Google Revamps Its Browser User Agent Team in Response to OpenClaw Frenzy

Google is transforming the team responsible for Project Mariner, its AI agent designed to navigate the Chrome browser and execute tasks for users, according to WIRED. Recently, several Google Labs employees involved in the research prototype have transitioned to higher-priority initiatives, as indicated by two sources familiar with the situation.
A spokesperson from Google confirmed the staff changes, noting that the capabilities developed under Project Mariner will be integrated into the company’s broader agent strategy going forward. The spokesperson also mentioned that some of these features have already been incorporated into other agent offerings, including the newly released Gemini Agent.
This shift occurs as Google and other AI labs strive to keep pace with the emergence of advanced agents like OpenClaw. Although these tools are primarily utilized by developers today, Silicon Valley anticipates they could soon serve as general-purpose assistants for individuals and businesses. Nvidia CEO Jensen Huang likened this innovative tool to a novel operating system for agent-driven computers, stating, “Every company in the world today needs to have an OpenClaw strategy,” during the recent developer conference.
At last year’s I/O conference, Google CEO Sundar Pichai showcased Project Mariner. At that point, browser agents appeared to be the industry’s next significant gamble, with OpenAI and Perplexity unveiling user-oriented agents that claimed to automate online tasks. These agents could perform actions like clicking, scrolling, and filling out forms, mimicking human behavior. However, the uptake of these products has not met industry expectations.

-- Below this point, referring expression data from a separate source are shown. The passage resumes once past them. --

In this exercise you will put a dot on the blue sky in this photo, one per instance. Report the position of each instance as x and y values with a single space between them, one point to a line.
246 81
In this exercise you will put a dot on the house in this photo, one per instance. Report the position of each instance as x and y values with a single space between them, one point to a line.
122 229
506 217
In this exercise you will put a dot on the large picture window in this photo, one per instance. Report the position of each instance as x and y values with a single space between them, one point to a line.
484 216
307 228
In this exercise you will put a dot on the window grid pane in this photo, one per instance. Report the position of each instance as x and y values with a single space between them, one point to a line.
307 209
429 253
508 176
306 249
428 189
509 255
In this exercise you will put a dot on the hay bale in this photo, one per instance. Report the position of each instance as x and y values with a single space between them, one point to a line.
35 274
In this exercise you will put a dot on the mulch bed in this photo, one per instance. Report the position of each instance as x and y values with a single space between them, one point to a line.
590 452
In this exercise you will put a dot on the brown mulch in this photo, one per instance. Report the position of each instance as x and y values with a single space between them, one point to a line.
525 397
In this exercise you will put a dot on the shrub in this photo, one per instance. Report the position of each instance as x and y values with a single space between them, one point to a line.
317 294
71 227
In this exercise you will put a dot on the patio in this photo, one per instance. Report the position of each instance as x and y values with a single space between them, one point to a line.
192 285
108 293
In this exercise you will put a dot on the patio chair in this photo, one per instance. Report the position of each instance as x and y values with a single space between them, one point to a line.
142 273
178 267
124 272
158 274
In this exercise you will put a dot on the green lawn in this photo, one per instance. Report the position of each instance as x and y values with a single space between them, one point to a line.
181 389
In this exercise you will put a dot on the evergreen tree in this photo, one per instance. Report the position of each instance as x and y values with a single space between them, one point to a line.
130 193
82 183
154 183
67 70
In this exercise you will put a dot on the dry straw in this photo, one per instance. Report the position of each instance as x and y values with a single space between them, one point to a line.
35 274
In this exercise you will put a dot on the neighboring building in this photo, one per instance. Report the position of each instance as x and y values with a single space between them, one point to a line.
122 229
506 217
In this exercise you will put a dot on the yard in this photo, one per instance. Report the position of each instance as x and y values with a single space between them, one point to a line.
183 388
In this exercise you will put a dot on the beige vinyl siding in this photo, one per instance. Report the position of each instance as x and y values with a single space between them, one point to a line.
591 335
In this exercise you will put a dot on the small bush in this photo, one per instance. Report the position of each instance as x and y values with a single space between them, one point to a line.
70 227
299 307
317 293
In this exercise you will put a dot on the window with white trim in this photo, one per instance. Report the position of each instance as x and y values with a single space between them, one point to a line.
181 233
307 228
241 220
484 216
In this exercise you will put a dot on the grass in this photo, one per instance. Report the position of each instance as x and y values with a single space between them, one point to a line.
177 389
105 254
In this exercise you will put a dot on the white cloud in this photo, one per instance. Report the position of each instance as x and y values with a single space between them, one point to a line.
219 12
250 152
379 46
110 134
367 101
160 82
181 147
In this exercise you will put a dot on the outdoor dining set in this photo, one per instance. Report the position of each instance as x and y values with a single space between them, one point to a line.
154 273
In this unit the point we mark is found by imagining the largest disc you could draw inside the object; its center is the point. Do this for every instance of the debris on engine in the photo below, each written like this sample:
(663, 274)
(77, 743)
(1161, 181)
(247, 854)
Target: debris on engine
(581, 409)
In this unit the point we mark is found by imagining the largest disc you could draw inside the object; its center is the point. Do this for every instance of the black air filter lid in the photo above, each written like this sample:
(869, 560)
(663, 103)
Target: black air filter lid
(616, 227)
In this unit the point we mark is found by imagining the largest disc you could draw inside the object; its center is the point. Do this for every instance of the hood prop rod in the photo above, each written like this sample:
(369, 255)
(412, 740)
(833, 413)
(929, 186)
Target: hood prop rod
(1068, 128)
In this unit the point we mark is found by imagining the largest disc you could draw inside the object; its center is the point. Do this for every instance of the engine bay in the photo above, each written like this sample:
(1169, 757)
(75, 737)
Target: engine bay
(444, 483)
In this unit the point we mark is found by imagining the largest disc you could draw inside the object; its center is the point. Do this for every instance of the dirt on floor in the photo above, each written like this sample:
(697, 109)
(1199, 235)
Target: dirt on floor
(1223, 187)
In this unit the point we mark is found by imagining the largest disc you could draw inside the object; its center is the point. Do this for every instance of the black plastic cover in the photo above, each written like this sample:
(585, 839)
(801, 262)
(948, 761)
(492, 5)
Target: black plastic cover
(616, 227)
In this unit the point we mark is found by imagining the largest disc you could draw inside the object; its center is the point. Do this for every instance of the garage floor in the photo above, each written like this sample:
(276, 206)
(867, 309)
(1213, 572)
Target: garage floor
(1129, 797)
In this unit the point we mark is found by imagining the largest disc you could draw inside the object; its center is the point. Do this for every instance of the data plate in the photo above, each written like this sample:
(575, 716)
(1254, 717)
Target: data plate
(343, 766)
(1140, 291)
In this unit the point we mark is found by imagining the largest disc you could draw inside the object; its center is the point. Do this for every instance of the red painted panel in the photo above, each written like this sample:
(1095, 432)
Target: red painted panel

Perplexity’s Comet browser agent had a mere 2.8 million weekly active users as of December 2025. In contrast, OpenAI’s ChatGPT Agent reportedly dipped to below 1 million weekly active users in recent months. When measured against the hundreds of millions of weekly users interacting with ChatGPT, the use of browser agents is almost negligible.
New Agents in the Field
The AI landscape has shifted significantly in the past year towards agents like Claude Code and OpenClaw (whose creator was recruited by OpenAI). Unlike traditional web-browsing agents, these systems command computers via the command line, which has proven to be a more reliable method for task execution. Some of these products incorporate computer use as a feature, among other agent capabilities. In this context, browser agents now appear limited as standalone solutions.
Kian Katanforoosh, CEO of the AI-upskilling platform Workera and an AI lecturer at Stanford, observes that the slow uptake of computer use agents can be attributed to their substantial computational demands. Most of these agents operate by capturing a series of screenshots of a webpage, processing that input through an AI model, and then acting on what they interpret. This data processing can be sluggish and at times inconsistent.
“What Claude Code and OpenClaw demonstrated is that working with the terminal is considerably more efficient, as both the terminal and LLMs are text-based,” Katanforoosh noted. “It probably takes 10 to 100 times fewer steps to achieve the same results.”
This does not imply that browser agents aren’t advancing or that research into computer use has reached an impasse.
Recently, the startup Standard Intelligence unveiled a computer use model trained on videos instead of screenshots. The startup claims to have developed a video encoder that compresses videos into an AI model’s context window, boasting a 50X efficiency improvement over earlier computer use models. To illustrate its AI model’s capabilities, the startup connected it to a vehicle, a live video feed, and a computer keyboard, successfully demonstrating brief autonomous driving around San Francisco.